B. DES PRÉVISIONS DE CROISSANCE 2025 RÉVISÉES PAR DEUX FOIS À LA BAISSE DEPUIS LA PRÉSENTATION DU PSMT 2025-2029 ET QUI DEMEURENT INCERTAINES EN RAISON NOTAMMENT D'UNE POLITIQUE AMÉRICAINE ERRATIQUE

S'agissant de la croissance du PIB en volume, le Gouvernement revient assez fortement sur le scénario du PSMT 2025-2029 présenté fin octobre 2024.

Pour 2025, le Gouvernement a, en amont de l'examen des lectures des conclusions de la commission mixte paritaire sur le projet de loi de finances pour 2025, lors duquel il a modifié les principaux indicateurs de finances publiques, fait évoluer son scénario macroéconomique et revu à la baisse la prévision de croissance initiale de 1,1 %, mettant en avant une prévision de 0,9 %. Par la suite, le ministre de l'économie et des finances a, une semaine avant la présentation du RAA, annoncé une nouvelle révision de la croissance pour 2025 à hauteur de 0,7 %, ce qui met la prévision du Gouvernement en ligne avec les autres prévisions officielles.

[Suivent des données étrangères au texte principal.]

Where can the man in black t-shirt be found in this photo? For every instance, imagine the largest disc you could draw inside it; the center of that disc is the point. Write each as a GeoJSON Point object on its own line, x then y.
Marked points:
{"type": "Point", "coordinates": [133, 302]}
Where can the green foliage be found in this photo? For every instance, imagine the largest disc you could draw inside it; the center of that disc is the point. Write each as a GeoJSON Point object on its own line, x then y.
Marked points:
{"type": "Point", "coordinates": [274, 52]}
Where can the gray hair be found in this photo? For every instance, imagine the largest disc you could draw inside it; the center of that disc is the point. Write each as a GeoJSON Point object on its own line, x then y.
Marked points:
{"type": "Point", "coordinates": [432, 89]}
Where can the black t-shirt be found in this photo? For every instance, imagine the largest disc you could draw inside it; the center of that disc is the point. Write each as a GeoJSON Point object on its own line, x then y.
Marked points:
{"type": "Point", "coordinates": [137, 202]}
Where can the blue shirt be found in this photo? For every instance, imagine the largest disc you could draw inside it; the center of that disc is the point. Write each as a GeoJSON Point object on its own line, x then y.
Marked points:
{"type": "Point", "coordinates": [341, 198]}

Prévisions officielles de croissance du PIB de la France pour l'année 2025

(en %)

Source : commission des finances du Sénat

Ces révisions successives à la baisse témoignent de la hausse des incertitudes, que le Gouvernement impute essentiellement à l'environnement international. Ainsi, malgré un recul de la prévision de croissance de 0,4 point par rapport à octobre 2024, il n'est pas exclu que celle-ci continue à reculer en raison de nombreux aléas négatifs.

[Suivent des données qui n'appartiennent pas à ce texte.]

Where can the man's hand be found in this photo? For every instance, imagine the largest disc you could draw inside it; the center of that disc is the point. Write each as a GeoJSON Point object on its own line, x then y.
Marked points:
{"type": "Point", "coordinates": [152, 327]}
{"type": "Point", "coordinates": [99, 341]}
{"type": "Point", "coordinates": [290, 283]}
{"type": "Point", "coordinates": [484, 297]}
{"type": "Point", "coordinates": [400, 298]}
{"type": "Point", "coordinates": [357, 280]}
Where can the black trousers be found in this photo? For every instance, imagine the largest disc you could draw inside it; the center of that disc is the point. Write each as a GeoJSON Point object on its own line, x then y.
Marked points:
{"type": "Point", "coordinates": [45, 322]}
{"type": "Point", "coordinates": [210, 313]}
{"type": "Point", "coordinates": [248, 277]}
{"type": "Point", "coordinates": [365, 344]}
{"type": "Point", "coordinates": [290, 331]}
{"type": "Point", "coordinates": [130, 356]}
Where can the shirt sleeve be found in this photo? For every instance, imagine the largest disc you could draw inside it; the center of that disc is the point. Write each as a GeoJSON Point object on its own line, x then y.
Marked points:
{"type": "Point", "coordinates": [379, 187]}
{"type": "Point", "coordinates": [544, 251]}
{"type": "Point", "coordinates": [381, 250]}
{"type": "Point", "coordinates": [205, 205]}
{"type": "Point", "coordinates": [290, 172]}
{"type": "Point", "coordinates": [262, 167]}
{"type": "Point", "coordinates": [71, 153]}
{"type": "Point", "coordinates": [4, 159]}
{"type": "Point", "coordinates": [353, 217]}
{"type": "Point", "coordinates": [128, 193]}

Cette orientation à la baisse se manifeste dans les prévisions les plus récentes, légèrement plus pessimistes que celle du Gouvernement. Ainsi, la prévision de croissance du FMI pour la France, en date du 22 avril 2025, est fixée à 0,6 %9(*), de même que la prévision du consensus des économistes d'avril. La prévision de l'OFCE en date du 9 avril10(*) s'élève quant à elle à 0,5 %.

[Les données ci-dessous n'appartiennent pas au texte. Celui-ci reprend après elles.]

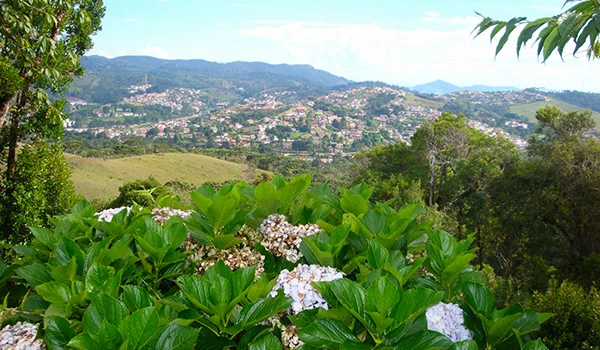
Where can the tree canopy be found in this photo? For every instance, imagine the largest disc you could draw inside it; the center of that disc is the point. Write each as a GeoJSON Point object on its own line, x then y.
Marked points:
{"type": "Point", "coordinates": [578, 24]}
{"type": "Point", "coordinates": [41, 42]}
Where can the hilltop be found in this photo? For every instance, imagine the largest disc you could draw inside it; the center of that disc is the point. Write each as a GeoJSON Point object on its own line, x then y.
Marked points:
{"type": "Point", "coordinates": [440, 87]}
{"type": "Point", "coordinates": [107, 80]}
{"type": "Point", "coordinates": [97, 177]}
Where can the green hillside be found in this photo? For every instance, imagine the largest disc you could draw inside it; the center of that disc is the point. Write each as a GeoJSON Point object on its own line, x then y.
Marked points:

Ainsi, les facteurs de croissance identifiés par le Gouvernement pourraient être légèrement moins porteurs que ce qu'il envisage et les facteurs de recul un peu plus marqués.

Certes, la croissance serait principalement portée par la consommation des ménages, qui augmenterait de 1,2 % selon le Gouvernement, alors que la prévision du consensus et de l'OFCE est de 1 %. Hors administrations, tandis qu'une progression même très limitée était envisagée en janvier par le Gouvernement, l'investissement poursuivrait sa baisse malgré un assouplissement de la politique monétaire engagé au printemps 2024 par la Banque centrale européenne (baisse du taux de dépôts de 1,5 point et du taux marginal de 1,85 point en un an), dont les effets de diffusion sur l'activité sont longs : pour le Gouvernement, l'investissement des ménages reculerait de 0,3 point et celui des entreprises de 0,8 point. Toutefois, pour ce dernier indicateur, le consensus des économistes prévoit une baisse de 0,9 point et l'OFCE une baisse de 1 point, l'investissement des ménages reculant même de 1,2 point selon cet institut. Ainsi, la demande intérieure privée hors stocks contribuerait, selon le Gouvernement, à hauteur de 0,5 point à la croissance du PIB en 2025, en retrait de 0,1 point par rapport à la prévision gouvernementale de janvier. Si l'on suit les prévisions du consensus ou de l'OFCE, elle pourrait contribuer légèrement moins à la croissance, ce qui est cohérent avec la prévision du FMI.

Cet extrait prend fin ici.